Os contos medievais foram sempre os meus preferidos enquanto criança. Era neles que me projectava enquanto crescia e escrevia, nos celtas, nos Vikings, nos duendes dos bosques.

Começou a escrever aos cinco anos. A literatura salvou-a logo desde pequena?

Sim. Sim. Era onde me refugiava por não ser compreendida.

E é por isso que nunca abandonou este mundo. As memórias da infância estão sempre por perto na sua literatura, mesmo quando o que escreve não é para crianças.

A infância, a criança que se foi, deixa sempre marcas em qualquer vida. Mesmo que não gostemos e no seja difícil viver com essa situação. Tudo o que vives na infância, não te larga. Condiciona as tuas atitudes, os teus actos para o resto da vida.
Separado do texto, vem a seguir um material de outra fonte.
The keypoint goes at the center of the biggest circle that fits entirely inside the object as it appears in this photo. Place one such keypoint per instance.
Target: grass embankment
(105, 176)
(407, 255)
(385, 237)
Todos temos uma criança dentro de nós asfixiada e que pode saltar para a ribalta quando menos pensamos.

Na adolescência começa a escrever para adultos. Termina o seu primeiro romance aos 17 anos mas que só será publicado com trinta quando ganha, em 1954, o Prémio Planeta ("Pequeño Teatro). Entretanto o que publica até então só o é porque o seu pai assina os contratos por si?

Naquela altura a maioridade das mulheres em Espanha era aos 22 anos. Essa era a primeira dificuldade. A outra era ser simplesmente mulher e querer viver da escrita. E a outra a mais difícil era que te proibiam ou cortavam muito do que escrevias. Cheguei a estar num congresso literário na Grécia com a polícia espanhola a vigiar-me todos os movimentos.

Mas em "Pequeño Teatro" há uma crítica, embora de fina ironia, à pompa da igreja que a censura deixou publicar.

Talvez não tenham entendido. Mas "Luciernagas", que é um livro sobre o que o grupo de crianças de Barcelona vê nas ruas durante a guerra civil, foi totalmente proibido.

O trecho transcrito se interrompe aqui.